Andrew's words - and no doubt plenty of others throughout these pages - may seem mawkishly reminiscent of old-fashioned boys' stories. I cannot help it. I have thought hard about how best to depict myself and others, and have settled for the naked truth. I am an odd blighter, I know, and must leave it to you to decide how odd. To purloin Othello's words, I must speak of me as I am, nothing extenuate. That being so, I must speak of others in the same way.

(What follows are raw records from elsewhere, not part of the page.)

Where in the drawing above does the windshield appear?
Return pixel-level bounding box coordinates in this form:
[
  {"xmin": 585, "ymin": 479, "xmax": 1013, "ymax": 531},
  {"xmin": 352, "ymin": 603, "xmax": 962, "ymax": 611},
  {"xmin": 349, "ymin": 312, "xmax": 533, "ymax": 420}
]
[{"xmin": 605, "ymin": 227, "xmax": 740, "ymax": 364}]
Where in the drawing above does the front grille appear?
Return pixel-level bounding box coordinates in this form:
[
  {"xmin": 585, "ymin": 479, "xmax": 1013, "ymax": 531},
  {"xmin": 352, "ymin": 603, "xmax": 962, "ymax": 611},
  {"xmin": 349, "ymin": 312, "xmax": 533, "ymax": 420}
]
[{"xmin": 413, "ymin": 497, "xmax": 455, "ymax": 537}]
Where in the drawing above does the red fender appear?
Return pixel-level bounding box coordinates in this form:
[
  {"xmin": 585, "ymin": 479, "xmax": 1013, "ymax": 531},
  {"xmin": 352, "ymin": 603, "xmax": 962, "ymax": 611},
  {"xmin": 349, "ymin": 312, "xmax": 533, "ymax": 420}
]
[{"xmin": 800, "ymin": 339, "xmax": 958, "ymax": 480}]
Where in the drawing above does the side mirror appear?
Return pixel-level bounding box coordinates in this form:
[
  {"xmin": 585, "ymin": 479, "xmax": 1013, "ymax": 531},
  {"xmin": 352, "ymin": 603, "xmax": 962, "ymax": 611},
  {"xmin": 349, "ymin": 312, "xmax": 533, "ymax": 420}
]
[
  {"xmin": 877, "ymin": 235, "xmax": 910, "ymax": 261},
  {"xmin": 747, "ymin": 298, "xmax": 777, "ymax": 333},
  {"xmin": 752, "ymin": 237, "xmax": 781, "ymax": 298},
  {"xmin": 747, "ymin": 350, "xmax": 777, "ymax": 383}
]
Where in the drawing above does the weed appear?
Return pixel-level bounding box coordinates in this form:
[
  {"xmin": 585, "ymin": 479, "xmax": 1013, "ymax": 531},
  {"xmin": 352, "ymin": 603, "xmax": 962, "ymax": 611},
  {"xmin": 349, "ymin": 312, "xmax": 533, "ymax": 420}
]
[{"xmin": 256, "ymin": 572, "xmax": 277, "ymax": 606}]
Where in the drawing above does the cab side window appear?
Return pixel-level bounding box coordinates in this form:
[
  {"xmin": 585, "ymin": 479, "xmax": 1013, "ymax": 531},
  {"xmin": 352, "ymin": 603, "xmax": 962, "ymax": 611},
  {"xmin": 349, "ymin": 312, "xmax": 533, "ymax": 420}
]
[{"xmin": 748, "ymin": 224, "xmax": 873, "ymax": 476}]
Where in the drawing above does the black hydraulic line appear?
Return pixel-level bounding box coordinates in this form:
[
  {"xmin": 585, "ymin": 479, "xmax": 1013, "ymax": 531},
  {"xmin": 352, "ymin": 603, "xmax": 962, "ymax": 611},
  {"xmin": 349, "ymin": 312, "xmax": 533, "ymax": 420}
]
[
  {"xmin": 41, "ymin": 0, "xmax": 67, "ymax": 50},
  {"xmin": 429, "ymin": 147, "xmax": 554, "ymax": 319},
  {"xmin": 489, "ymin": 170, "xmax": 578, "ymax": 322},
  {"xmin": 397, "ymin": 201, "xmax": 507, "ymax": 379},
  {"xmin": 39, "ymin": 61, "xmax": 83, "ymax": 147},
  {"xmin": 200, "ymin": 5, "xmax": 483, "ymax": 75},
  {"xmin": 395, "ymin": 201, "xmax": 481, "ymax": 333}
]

If, therefore, I myself come across as insufferably highbrow, so be it. I am a scholar and not much else.

If in places my story comes across as soupily sentimental, so be it. I am undeniably a sentimental creature.

If I seem vainglorious in reporting the praises of others, so be it. I report them simply because they all had a bearing on my state of mind.

And if my diffidence and my enthusiasm seem contradictory, so be it. This is indeed the tale of a paradox. It is the tale of a mouse with a mission.